CHAMPAIGN – School board members Monday dashed hopes of a resolution to a long-running conflict between the district and the city.
At a special session, board members quickly went into closed session – removing from the agenda an agreement about a special district the city wants to create in the South Research Park area to accommodate University of Illinois expansion plans, as well as city plans for a downtown taxing district.
And an angry Mayor Jerry Schweighart, who attended the meeting, declared negotiations dead.
"We made an agreement, and now they want another agreement," Schweighart said. "They want more. If they don't bring it up tonight, I'm not sure there will be further negotiations. We agreed to put more money up front, but that was contingent on action tonight. We're past negotiating now. I'm extremely upset."
But Scott Anderson, president of the school board, said he believes there's still room for agreement and time to negotiate so the district, which needs state approval, could be approved at the fall veto session.
"We've been negotiating for years, and there are very few items left," Anderson said. "They want to include a lot of taxable property in the TIF district, and given the tax caps that limit our income, we can't support that."
In a tax increment financing district, taxes are frozen for most government bodies when the district is created. As assessments rise from improvements in the district, the new taxes – the increment – must go to a special fund that must be spent within the district. The city was planning to declare some of the increment surplus and divide it among other governments, including the school district.
The city originally wanted the tax increment district to extend three miles in all directions from the research park south of St. Mary's road, but negotiators have agreed to the district's demands that it extend one mile, Anderson said. But he said boundaries are still a key sticking point.
Anderson said the city has also agreed to district demands that the existing Motorola Building in the research park be exempted from the tax increment district. He said it doesn't make sense for the city to expect the district to agree to take existing property off the tax rolls and tax dollars out of the schools' pockets.
"For us to encourage them to put taxable properties in the TIF district, that's not an appropriate thing to do," he said. "We want to stick with the original intent and make it apply to new development."
To offset potential revenue losses, the city has agreed to pay the schools more money upfront from a separate downtown tax increment district.
"For some reason, the city has chosen to bundle the TIFs to coerce the board," Anderson said. "The first year, we'll be losing hundreds of thousands of dollars because of the property that will come off with the TIF."
Schweighart said he believes the schools' action is counterproductive because the UI can choose to build in the area and not pay taxes on the property.
"The UI can build tax-free, but it agreed to put most of the property on the tax rolls," he said. "And if the UI tears down Orchard Downs and moves that housing to Champaign, that will put a burden on the school district."

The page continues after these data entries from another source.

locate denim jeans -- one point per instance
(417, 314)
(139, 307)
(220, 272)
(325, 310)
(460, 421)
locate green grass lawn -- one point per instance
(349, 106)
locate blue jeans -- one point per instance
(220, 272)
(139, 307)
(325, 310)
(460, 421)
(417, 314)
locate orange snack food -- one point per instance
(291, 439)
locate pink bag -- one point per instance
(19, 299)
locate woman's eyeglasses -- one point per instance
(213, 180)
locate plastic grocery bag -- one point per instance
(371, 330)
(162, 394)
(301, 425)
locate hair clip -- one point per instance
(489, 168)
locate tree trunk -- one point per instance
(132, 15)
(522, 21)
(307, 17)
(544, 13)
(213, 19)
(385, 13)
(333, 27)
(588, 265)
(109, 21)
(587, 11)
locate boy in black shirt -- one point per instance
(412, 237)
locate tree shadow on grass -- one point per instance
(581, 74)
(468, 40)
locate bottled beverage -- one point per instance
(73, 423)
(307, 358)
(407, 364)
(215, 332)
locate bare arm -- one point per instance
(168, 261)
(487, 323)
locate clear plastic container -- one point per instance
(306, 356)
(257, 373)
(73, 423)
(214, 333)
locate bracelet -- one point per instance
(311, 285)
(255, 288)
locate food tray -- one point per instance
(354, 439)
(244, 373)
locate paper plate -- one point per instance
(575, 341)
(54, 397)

Youngsters who live in Orchard Downs graduate housing attend Urbana schools and the UI makes an annual payment to Urbana schools to educate those students, many of whom come from overseas and need expensive extra services.
"Vision is lacking here," Schweighart said of the board's stance. He also said another board move, taking the issue away from its local attorney and giving it to its Chicago law firm, created additional difficulties because the Chicago attorneys had different expectations.
"If we water this agreement down more, it won't pass the General Assembly," Schweighart said. "Tabling it without discussing it is unbelievable."
Trisha Crowley, deputy city attorney, said the tax increment district would be roughly bounded by the Neil Street railroad tracks on the west, Kirby Avenue on the north, Wright Street extended on the east and the boundary between Savoy and Champaign on the south. The area is mainly undeveloped now, but the area with the most development potential, including a hotel, restaurant and conference center, is located on the Champaign schools' section.
"The UI wants good partnerships with private industry to bring its research to market," said Crowley, who's been doing the negotiating for the city. She said another goal was to share UI revenues more equally between Champaign and Urbana schools.
"Everything's waiting for agreement by Unit 4," she said.
Greg Novak, president of the Champaign Federation of Teachers, said board members are right to proceed cautiously and not yield to pressure from other partners to the agreement.
"Ever since we passed tax caps in 1996, the school districts have found themselves hurting," Novak said. "Both cities are home rule so caps don't affect them. When the county runs out of money, it imposes a sales tax. Everyone else has alternative revenues, but the schools depend on property tax. I commend the board for walking slowly into this."